Graham Fitch
( - )
military engineer who graduated from West Point (1882) and served in the Spanish War. He was a Lieutenant-Colonel with the Corps of Engineers when he wrote the prize-winning essay on the fourth dimension in a competition by the Scientific American. He was a grandson of Dr. Graham N. Fitch, the U.S. Senator from Indiana, during the civil War.
|
Science Quotes by Graham Fitch (2 quotes)
Pure mathematics … reveals itself as nothing but symbolic or formal logic. It is concerned with implications, not applications. On the other hand, natural science, which is empirical and ultimately dependent upon observation and experiment, and therefore incapable of absolute exactness, cannot become strictly mathematical. The certainty of geometry is thus merely the certainty with which conclusions follow from non-contradictory premises.

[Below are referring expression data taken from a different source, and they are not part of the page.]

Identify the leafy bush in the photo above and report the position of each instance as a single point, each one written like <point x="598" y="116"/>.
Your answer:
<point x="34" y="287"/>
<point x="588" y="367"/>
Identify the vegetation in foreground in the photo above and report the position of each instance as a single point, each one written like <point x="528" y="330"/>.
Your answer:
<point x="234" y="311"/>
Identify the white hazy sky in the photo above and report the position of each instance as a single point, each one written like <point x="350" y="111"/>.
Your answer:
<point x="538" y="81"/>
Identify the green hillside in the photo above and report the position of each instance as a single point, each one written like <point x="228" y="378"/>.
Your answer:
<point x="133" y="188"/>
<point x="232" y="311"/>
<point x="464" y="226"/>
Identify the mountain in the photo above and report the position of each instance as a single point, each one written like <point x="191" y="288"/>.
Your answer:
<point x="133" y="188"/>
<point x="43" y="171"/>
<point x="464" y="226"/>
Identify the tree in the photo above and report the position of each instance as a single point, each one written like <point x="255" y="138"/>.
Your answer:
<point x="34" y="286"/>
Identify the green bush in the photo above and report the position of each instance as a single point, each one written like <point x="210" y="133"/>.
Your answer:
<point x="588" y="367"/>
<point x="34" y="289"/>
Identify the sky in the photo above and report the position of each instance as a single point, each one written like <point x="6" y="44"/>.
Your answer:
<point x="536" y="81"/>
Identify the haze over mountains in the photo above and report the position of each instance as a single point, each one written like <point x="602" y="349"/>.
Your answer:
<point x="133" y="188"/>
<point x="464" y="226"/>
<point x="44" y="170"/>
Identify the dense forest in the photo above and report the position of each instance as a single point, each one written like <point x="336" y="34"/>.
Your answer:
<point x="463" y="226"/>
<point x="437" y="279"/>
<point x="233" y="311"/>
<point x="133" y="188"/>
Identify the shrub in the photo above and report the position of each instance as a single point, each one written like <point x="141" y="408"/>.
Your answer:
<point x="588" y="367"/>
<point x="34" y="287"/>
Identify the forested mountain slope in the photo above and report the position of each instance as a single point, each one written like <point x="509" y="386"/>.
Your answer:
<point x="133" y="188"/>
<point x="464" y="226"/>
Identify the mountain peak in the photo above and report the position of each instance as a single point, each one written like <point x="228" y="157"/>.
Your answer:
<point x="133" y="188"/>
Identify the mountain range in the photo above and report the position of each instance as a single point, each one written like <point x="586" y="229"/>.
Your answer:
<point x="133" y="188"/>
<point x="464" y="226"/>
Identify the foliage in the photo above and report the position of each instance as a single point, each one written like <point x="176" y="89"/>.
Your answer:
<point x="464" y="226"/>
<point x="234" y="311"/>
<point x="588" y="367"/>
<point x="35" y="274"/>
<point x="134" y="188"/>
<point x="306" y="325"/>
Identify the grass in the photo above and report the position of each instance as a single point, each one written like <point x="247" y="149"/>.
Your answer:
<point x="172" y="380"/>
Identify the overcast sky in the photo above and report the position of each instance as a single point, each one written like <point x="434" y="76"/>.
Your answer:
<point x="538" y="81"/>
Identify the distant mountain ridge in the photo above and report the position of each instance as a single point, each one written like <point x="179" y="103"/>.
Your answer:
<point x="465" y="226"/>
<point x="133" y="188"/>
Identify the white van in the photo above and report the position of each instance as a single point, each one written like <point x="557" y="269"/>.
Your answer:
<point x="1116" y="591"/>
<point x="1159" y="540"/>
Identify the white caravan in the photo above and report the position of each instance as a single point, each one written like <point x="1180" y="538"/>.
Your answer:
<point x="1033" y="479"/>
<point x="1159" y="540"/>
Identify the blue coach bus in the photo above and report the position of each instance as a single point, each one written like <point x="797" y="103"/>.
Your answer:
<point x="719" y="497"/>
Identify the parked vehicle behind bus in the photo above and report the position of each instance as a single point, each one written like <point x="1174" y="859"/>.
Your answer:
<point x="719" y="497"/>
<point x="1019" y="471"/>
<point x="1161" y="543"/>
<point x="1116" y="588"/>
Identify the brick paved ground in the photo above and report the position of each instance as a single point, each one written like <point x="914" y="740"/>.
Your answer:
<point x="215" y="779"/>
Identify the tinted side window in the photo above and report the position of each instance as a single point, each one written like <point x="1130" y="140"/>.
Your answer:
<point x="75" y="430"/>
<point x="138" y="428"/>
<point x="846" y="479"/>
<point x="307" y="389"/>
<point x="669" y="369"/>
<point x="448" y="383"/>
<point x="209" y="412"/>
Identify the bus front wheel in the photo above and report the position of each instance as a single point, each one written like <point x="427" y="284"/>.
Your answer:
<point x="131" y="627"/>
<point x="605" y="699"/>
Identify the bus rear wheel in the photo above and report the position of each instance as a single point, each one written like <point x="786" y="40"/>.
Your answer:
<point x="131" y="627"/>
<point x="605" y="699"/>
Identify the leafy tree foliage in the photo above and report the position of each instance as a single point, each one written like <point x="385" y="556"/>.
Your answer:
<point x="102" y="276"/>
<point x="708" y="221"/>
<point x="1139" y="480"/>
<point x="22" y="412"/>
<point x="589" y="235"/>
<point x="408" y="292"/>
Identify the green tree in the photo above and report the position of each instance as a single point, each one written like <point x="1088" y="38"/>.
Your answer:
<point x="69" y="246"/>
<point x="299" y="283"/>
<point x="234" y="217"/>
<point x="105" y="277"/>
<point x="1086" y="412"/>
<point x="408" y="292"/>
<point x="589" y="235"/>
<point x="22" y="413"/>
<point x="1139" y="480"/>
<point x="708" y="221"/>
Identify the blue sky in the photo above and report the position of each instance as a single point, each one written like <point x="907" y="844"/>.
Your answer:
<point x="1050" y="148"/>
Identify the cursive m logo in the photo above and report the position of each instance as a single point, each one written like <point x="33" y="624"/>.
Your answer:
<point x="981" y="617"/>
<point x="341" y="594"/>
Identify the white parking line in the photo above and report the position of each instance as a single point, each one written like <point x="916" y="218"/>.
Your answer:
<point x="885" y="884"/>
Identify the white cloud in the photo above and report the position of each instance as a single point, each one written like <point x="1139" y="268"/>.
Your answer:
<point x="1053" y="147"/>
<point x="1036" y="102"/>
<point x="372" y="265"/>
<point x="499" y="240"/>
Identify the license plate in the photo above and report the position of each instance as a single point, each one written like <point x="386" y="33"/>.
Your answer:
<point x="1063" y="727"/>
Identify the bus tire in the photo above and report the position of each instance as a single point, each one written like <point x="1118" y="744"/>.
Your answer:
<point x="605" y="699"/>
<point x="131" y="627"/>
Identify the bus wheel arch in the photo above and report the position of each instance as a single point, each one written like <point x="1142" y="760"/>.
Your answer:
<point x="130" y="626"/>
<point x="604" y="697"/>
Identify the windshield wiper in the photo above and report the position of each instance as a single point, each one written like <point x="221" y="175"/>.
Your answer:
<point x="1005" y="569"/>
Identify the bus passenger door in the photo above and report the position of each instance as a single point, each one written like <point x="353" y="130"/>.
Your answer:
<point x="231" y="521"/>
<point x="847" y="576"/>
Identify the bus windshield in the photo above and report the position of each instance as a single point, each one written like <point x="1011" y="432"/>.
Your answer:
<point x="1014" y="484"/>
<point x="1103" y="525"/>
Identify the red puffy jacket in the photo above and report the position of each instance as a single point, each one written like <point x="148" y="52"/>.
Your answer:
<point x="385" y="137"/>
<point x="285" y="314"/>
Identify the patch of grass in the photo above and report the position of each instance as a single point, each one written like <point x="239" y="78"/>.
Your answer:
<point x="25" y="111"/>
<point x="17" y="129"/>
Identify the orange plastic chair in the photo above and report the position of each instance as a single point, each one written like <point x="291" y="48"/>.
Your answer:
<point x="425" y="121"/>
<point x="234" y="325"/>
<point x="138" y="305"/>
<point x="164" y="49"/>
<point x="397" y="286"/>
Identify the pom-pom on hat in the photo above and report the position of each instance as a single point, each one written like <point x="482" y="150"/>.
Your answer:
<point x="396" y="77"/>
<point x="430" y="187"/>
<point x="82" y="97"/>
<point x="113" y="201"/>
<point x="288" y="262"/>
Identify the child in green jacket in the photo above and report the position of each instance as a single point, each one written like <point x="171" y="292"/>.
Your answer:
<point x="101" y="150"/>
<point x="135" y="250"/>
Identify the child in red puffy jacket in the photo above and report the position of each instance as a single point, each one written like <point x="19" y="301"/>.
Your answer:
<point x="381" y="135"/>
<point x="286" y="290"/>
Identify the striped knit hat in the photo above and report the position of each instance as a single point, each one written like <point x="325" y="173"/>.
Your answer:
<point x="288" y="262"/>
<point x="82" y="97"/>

As to whether these conclusions are true of the material world or not, pure mathematics is indifferent.
— Graham Fitch
In 'Non-Euclidian Geometry of the Fourth Dimension', collected in Henry Parker Manning (ed.), The Fourth Dimension Simply Explained (1910), 58.
Pure mathematics is a collection of hypothetical, deductive theories, each consisting of a definite system of primitive, undefined, concepts or symbols and primitive, unproved, but self-consistent assumptions (commonly called axioms) together with their logically deducible consequences following by rigidly deductive processes without appeal to intuition.
— Graham Fitch
In 'Non-Euclidian Geometry of the Fourth Dimension', collected in Henry Parker Manning (ed.), The Fourth Dimension Simply Explained (1910), 58.